Reduced plasma visfatin in end-stage renal disease is associated with reduced body fat mass and elevated serum insulin

Objectives: The adipocytokine visfatin has insulin-mimetic, anabolic properties and may be related to adiposity. End-stage renal disease (ESRD) is characterized by progressive catabolism. Glucose and insulin possibly regulate plasma visfatin concentrations. Therefore, we investigated circulating visfatin, insulin, glucose and body composition in ESRD.

Methods: 73 subjects (mean age 61.2 years) were assigned to 3 age- and body mass index-matched groups: 31 controls (C), 30 ESRD patients treated by hemodialysis (HD) and 12 ESRD patients treated by hemodialysis and insulin because of diabetes mellitus (HDIDDM). Fasted blood samples were obtained from all subjects, blood samples after hemodialysis from 29 HD patients, urine from 27 controls. Plasma visfatin concentration was measured by enzyme-linked immuno assay.

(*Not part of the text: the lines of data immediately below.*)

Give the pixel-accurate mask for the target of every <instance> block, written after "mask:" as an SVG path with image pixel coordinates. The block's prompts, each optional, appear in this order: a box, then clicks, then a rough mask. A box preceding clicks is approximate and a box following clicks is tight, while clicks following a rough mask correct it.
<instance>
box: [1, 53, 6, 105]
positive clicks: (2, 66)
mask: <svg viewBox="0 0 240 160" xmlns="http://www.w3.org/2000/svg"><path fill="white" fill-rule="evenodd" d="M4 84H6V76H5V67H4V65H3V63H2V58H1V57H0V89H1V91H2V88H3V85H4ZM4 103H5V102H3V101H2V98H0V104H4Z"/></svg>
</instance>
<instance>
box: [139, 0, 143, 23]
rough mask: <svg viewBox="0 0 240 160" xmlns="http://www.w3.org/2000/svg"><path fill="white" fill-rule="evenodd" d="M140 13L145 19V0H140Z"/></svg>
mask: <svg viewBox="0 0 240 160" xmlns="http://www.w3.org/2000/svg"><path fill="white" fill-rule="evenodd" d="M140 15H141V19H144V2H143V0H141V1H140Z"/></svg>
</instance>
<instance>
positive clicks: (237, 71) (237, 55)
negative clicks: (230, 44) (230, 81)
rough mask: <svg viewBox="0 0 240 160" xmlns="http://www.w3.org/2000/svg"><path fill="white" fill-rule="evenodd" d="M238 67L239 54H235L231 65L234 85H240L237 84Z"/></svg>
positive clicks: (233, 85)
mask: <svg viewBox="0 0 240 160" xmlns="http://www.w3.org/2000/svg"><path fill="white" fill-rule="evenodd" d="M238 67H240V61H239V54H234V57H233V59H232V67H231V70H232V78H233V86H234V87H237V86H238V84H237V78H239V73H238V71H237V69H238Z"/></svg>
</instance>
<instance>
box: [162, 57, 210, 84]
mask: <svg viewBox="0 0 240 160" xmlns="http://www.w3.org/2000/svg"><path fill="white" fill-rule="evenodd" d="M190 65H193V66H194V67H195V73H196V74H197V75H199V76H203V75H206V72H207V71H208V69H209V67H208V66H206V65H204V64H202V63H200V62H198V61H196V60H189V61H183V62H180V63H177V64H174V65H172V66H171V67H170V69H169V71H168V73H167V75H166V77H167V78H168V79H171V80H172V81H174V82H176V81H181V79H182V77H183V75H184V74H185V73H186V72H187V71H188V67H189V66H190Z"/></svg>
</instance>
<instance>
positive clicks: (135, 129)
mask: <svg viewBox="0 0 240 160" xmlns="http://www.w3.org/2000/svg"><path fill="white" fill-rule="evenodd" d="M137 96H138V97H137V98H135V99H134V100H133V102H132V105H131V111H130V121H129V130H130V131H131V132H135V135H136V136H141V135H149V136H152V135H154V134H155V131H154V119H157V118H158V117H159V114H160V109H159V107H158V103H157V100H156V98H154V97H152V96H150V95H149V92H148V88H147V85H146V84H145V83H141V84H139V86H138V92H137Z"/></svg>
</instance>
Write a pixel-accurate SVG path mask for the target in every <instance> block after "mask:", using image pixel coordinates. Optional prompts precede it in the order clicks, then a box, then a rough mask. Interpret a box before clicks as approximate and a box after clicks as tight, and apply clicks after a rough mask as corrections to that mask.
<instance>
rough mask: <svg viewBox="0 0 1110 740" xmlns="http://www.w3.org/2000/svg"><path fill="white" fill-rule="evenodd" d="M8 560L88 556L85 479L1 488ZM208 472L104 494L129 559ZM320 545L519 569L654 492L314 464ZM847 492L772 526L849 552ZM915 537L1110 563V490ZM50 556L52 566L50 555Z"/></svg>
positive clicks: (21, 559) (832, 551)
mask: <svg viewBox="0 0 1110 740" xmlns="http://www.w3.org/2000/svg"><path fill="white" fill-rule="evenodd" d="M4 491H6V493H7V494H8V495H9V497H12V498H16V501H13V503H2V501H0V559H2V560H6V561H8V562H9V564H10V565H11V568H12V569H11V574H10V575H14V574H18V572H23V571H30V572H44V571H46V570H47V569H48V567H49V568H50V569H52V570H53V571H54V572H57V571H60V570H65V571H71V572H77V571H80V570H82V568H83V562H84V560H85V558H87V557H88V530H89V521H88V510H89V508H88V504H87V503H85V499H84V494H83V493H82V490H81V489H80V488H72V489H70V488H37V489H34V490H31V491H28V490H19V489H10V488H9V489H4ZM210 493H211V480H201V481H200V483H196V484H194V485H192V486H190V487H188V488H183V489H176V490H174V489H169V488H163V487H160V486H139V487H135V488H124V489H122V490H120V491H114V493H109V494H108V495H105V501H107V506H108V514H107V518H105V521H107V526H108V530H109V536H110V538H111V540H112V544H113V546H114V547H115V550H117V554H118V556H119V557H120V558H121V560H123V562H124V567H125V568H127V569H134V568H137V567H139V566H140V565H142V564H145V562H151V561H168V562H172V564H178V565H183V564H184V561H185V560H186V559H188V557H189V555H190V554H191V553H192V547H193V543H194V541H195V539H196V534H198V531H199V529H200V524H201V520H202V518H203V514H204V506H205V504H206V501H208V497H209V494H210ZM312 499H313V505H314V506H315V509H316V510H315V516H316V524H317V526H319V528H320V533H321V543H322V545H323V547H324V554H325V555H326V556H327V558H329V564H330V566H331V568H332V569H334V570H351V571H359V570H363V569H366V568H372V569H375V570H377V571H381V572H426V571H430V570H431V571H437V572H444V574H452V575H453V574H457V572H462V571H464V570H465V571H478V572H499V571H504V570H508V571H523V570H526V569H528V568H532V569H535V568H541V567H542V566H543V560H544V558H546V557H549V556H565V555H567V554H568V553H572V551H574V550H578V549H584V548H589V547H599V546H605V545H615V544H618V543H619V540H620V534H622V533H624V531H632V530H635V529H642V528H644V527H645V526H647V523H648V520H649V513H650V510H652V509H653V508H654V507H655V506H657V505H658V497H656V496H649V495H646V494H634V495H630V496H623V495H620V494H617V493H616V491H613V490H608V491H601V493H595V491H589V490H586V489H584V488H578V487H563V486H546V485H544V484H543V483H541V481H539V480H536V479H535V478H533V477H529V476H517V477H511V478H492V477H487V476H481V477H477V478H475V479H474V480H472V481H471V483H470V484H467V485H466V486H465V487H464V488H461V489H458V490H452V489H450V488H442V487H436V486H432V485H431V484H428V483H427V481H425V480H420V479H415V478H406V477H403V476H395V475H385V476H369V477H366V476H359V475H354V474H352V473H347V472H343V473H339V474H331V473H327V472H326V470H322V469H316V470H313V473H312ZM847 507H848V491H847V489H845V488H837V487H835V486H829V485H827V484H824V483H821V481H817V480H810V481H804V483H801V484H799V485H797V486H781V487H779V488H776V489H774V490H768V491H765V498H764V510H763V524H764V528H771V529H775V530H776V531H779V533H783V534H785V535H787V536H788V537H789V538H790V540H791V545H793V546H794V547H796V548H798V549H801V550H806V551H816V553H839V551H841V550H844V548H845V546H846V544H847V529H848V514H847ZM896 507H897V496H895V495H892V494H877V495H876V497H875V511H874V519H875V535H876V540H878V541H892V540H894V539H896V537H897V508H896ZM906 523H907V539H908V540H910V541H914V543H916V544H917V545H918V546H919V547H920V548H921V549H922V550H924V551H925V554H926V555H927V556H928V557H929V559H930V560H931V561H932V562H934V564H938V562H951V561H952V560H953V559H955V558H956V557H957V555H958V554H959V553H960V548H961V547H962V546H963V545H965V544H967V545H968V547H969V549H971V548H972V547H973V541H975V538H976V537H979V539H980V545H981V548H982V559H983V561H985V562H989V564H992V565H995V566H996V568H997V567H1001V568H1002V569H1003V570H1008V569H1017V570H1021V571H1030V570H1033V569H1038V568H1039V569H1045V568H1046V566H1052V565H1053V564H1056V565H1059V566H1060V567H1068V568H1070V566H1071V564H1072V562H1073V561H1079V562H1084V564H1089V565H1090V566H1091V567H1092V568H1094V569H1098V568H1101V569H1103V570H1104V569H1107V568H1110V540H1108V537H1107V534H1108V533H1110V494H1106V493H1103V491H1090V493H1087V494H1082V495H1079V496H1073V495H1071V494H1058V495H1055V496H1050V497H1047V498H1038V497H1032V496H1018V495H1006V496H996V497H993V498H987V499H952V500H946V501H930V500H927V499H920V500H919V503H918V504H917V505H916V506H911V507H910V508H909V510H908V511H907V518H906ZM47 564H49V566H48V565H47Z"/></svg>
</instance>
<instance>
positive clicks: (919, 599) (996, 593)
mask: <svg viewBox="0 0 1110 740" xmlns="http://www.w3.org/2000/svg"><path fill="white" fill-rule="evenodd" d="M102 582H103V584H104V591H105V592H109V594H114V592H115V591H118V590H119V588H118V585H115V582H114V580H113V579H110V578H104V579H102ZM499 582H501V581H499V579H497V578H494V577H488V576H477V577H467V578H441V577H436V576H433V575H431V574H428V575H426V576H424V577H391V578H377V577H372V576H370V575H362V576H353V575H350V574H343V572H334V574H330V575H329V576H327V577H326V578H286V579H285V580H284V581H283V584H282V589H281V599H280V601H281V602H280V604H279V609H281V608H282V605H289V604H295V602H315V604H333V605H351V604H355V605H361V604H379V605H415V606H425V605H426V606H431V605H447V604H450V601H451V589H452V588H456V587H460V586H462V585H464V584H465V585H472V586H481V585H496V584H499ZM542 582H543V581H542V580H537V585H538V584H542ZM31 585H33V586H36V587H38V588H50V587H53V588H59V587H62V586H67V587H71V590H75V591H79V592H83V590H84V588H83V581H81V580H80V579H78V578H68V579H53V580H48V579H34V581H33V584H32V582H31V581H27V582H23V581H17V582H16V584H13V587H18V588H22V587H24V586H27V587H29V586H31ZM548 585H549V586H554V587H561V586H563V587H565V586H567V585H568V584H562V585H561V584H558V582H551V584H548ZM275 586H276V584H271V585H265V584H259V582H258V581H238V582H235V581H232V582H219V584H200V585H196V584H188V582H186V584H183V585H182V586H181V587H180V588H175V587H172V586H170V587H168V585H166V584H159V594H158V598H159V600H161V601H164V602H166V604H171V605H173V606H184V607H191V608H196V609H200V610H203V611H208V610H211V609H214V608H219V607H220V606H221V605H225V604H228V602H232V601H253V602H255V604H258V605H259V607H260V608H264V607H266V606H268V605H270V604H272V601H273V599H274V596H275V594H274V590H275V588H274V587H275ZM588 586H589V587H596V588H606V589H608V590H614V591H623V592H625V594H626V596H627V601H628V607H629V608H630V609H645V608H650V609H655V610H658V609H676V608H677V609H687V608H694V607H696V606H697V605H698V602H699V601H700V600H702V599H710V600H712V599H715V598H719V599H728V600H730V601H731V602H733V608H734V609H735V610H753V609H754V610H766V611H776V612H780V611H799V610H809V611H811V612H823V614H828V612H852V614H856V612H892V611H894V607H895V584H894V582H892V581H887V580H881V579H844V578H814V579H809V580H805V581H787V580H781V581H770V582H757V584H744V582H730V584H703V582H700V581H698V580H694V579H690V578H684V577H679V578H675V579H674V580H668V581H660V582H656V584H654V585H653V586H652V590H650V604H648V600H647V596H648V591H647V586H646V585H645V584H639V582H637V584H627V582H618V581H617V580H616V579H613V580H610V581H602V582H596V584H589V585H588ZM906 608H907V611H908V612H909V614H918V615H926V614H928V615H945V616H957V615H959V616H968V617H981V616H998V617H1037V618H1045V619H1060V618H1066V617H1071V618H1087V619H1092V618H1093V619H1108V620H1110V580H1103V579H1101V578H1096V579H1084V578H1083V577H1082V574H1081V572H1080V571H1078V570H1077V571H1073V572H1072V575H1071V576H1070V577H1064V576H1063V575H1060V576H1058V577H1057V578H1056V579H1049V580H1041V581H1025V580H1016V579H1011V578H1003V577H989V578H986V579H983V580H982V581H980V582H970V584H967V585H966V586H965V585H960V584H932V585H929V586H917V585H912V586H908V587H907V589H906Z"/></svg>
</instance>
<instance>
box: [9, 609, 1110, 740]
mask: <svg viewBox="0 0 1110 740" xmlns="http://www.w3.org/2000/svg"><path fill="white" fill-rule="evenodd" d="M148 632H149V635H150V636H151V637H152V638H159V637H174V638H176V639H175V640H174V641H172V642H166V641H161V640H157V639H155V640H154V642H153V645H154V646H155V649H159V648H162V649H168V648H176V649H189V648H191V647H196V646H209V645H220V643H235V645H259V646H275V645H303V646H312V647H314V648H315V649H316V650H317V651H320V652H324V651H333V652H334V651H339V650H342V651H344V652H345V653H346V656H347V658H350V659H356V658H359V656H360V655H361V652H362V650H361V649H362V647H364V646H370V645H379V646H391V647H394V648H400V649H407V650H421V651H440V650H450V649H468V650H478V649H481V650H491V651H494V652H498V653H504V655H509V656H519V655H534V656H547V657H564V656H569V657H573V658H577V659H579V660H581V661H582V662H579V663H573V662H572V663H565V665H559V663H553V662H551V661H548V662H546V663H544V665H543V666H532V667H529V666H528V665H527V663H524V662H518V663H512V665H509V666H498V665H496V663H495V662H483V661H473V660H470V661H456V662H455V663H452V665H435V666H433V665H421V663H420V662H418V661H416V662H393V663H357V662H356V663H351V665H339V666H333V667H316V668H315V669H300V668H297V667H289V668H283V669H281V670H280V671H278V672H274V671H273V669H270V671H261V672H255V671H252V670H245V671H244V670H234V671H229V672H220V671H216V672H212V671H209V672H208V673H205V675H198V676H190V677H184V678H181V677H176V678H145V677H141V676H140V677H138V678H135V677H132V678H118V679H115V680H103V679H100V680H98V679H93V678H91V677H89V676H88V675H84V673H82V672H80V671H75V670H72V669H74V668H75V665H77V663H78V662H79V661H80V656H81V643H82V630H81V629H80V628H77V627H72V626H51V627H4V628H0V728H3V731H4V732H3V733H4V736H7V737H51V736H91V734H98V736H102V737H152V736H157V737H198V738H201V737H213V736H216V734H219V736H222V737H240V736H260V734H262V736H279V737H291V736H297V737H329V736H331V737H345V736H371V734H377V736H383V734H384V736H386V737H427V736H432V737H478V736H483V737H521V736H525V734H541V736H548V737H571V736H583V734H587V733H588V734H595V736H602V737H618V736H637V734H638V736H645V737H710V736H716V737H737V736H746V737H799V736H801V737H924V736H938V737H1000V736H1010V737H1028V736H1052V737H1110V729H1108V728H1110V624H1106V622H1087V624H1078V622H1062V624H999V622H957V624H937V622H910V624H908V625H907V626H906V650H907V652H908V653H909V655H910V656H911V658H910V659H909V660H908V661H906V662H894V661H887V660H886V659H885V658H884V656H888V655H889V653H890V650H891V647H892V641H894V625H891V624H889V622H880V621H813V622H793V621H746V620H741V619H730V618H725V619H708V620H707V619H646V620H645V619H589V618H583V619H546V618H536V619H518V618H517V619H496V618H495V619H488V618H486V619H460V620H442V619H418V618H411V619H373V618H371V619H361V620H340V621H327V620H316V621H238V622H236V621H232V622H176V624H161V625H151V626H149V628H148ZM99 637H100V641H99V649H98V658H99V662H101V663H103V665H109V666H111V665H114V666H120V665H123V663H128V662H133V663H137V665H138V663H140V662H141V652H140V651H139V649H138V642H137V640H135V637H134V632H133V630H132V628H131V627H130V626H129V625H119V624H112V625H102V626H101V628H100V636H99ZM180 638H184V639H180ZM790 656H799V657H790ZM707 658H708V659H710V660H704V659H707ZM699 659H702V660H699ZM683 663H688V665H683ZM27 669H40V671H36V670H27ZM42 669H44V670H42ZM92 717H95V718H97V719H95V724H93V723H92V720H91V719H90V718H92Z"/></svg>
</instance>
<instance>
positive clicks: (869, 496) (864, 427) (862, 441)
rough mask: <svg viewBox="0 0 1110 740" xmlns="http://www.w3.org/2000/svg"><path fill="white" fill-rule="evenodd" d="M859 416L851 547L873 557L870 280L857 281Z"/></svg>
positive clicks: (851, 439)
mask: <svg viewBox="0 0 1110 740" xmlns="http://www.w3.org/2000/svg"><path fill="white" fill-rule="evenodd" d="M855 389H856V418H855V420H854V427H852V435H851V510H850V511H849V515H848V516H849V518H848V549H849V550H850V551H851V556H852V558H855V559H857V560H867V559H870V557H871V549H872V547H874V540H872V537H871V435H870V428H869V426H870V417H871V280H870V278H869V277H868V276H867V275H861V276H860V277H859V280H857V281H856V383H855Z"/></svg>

Results: Fasted visfatin was decreased in HD (23.6±6.1 ng/ml, p<0.001) and HDIDDM (19.2±6.3 ng/ml, p<0.001) vs. C (31.4±7.0 ng/ml) and in HDIDDM vs. HD (p=0.043). Fasted insulin showed inverse correlation (r=–0.35, p=0.002). Visfatin and insulin changed inversely during dialysis (r=-0.27, p=0.059), reduction of visfatin was independently associated with low body fat mass (p<0.001 by multiple regression analysis). Visfatin concentration in urine of C was 13.85±7.86µg/g creatinine.

Conclusions: Visfatin is excreted by the healthy kidney to a large extent. However, loss of renal function is accompanied by reduced plasma visfatin concentrations. In ESRD, inverse correlation of visfatin and insulin concentrations is observed, suggesting an intact regulation. Reduced levels of circulating visfatin in ESRD and further decrease during hemodialysis in subjects with low fat mass may contribute to progressive catabolism.